Ronald had written him a short letter letting him know of our arrival and how we had found things.

We weren’t sure if he would reply and we certainly didn’t expect the letter Ronald now read out.

“Dear Ronald and Margaret, How very nice to hear from you. I write by return of post to offer my sincere condolence­s on your arrival in Canada, this awful country.

“At the moment you will be in a state of severe shock, which will change shortly to thoughts of suicide, and then to the certainty that you must get out of this bloody country at the first opportunit­y.

“Later one gets to the resigned stage beyond which only morons and lunatics pass.

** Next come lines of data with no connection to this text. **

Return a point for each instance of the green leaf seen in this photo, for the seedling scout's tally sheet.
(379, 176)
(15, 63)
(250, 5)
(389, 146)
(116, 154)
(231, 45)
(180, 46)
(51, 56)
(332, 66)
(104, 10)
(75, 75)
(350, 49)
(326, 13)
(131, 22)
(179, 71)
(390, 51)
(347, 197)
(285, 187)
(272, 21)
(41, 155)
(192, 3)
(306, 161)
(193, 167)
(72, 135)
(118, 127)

“It’s typical of the bloody fools – no water in the house and 50 yards away the most up to date pump in use to draw oil from the earth ...” Helpful

Ronald and I couldn’t help laughing at the letter. At least we didn’t feel that bad about Canada – not yet anyway!

After the initial explosion in words, the letter became helpful. Perhaps he would be able to get a better job for us in BC – looking after a herd of pedigree cattle.

The herd was owned by someone he knew and a modern house went with the job.

Enclosed with Bucky’s letter was a short one from his wife. It said that Bucky dreamed of Scotland, night and day, but had adapted himself well to the Canadian way of life. They hoped to be able to come and see us sometime.

When Ronald came in that night and after we had tea, we talked over every aspect of Bucky’s letter. “What do you think of the job he is more or less offering us?” I asked.